Nearly all of the Google images results for "baby peacock" are AI generated

AI Slop in Image and Web Search

  • Searching Google Images for “baby peacock” returns mostly AI images, some even copied from debunking pages about fake “baby peacocks.”
  • Using more accurate terms like “peachick,” “peafowl chick,” or date filters (e.g., before:2023) yields mostly real photos.
  • Some argue the query “baby peacock” is itself non‑standard and now strongly associated with viral AI fakes, so Google is reflecting the web, not uniquely failing.
  • Others see this as emblematic of Google’s decline: SEO + AI slop dominating results, including for product comparisons and even medical info.

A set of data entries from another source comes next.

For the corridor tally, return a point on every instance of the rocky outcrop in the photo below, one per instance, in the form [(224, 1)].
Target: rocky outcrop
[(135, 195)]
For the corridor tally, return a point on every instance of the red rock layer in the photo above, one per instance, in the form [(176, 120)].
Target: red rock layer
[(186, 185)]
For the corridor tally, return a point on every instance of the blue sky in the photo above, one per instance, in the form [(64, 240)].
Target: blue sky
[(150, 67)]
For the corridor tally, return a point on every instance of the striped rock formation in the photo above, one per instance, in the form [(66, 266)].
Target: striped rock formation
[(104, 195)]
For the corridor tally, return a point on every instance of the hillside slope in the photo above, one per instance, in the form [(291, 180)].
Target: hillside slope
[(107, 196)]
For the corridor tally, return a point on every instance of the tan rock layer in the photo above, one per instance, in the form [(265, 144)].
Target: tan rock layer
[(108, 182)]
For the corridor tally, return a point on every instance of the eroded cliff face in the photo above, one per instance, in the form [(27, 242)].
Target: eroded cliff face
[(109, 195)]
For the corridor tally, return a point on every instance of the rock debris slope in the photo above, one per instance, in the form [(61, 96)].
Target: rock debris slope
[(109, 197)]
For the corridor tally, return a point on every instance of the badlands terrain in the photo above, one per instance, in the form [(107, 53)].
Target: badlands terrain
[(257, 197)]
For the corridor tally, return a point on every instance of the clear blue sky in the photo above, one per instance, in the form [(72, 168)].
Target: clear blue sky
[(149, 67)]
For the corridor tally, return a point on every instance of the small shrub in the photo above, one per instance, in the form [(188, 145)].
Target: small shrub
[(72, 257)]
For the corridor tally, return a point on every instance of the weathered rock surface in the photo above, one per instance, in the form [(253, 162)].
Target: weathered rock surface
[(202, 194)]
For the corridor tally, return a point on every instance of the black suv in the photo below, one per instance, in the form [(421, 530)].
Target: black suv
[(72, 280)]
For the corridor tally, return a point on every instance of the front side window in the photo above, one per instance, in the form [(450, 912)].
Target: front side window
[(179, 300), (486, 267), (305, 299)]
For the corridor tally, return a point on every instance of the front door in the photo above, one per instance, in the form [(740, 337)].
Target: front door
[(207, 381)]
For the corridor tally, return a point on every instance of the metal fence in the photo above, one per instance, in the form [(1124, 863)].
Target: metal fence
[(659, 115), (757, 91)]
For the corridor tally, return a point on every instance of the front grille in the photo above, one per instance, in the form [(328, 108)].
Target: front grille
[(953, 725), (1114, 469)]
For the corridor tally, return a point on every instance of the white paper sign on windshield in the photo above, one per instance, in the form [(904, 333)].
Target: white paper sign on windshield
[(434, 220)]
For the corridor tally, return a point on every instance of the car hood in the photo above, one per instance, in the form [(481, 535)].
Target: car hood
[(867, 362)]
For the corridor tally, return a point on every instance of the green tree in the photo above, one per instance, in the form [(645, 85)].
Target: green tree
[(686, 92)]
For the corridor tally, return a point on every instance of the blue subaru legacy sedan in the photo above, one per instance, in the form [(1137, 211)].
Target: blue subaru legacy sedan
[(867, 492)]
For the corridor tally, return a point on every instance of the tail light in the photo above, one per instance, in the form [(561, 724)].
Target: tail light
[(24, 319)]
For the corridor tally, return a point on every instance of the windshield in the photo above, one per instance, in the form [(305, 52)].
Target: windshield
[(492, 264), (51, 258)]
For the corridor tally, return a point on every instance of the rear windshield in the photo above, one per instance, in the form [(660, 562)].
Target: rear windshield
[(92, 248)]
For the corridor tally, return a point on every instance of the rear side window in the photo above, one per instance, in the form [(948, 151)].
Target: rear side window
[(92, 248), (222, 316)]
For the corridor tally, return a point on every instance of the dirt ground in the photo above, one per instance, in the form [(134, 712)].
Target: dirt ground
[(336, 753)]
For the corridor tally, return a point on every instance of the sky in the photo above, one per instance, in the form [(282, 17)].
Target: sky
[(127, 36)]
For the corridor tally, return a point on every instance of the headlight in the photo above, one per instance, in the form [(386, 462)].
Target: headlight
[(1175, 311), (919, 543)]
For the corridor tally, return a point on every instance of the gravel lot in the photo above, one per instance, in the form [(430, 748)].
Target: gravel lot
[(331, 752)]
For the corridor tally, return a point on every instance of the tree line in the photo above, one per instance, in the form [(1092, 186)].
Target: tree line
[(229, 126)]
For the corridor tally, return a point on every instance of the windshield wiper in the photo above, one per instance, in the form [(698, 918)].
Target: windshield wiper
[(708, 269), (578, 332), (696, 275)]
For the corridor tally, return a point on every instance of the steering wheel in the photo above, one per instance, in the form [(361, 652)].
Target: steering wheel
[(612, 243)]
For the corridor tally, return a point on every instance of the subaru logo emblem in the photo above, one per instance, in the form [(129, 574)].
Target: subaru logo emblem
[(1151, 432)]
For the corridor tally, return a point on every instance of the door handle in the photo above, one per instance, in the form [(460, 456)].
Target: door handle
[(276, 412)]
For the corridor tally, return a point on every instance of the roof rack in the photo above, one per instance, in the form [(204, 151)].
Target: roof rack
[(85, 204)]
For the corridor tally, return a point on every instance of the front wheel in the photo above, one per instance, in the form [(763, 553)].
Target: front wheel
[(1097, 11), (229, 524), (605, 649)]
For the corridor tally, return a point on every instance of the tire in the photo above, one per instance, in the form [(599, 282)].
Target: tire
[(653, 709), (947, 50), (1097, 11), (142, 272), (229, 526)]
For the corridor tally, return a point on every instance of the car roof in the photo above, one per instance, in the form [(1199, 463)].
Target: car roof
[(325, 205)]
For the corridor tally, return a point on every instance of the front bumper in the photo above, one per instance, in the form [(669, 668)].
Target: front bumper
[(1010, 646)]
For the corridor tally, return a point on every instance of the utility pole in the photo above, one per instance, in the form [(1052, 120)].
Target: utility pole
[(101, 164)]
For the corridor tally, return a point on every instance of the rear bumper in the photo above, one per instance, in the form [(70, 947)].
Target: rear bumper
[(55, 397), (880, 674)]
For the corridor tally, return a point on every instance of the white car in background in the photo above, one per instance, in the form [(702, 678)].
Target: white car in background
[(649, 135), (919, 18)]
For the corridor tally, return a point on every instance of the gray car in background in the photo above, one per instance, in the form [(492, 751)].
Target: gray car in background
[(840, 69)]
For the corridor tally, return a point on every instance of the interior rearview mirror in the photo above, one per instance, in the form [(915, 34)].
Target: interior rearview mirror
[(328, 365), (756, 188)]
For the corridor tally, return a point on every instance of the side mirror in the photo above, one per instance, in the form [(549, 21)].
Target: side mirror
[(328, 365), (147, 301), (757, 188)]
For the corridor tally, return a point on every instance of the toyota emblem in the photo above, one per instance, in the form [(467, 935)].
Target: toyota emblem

Search Engines, Alternatives, and Workarounds

  • Several users report similar AI-heavy image sets in Kagi, DDG, Bing; others say DDG/Yandex are better for some animal searches.
  • Common coping tricks:
    • Add before:YYYY to restrict to pre‑AI years.
    • Add -ai or use more precise terminology.
    • Add site: constraints (e.g., site:nih.gov, NHS) for medical queries.
    • Append “reddit” to queries, though Reddit itself is increasingly botted, astroturfed, and paywalled via its API.
  • Many report turning to YouTube/TikTok for DIY, or bypassing the web entirely via books, libraries, and offline reference material.

Desire for a “Human Web” and Walled Gardens

  • Strong nostalgia for the “old internet” (Usenet, forums, personal sites) and frustration with ad‑driven, centralized platforms.
  • Proposals include:
    • Subscription‑funded, ad‑free, AI‑free walled gardens.
    • Human‑curated directories, whitelists, and “small web” search engines.
    • Treating today’s commercial web as “Babylon” and retreating to private Discords, invite‑only forums, and niche communities.

Provenance, Watermarking, and Identity

  • Many call for watermarking or metadata to label AI images/audio/video so search engines can filter them; skeptics note this is unenforceable for rogue actors.
  • Counter‑proposal: cryptographically sign human‑captured media (e.g., at the camera), plus webs of trust and reputation systems.
  • Others warn that “certifying human content” may lead to heavy surveillance, device attestation, and ID‑linked online activity, echoing dystopian reputation systems in fiction.

Broader Concerns and Adaptation

  • Widespread worry that:
    • The public web is entering “managed decline” or becoming a “dead internet” of bots and AI feeding on itself.
    • Human heuristics for judging trustworthiness are breaking down when AI outputs are fluent but unreliable.
  • A minority is cautiously optimistic, seeing this as a spur to:
    • Re‑embrace human curation, RSS, and smaller communities.
    • Contribute more genuine content instead of passively consuming slop.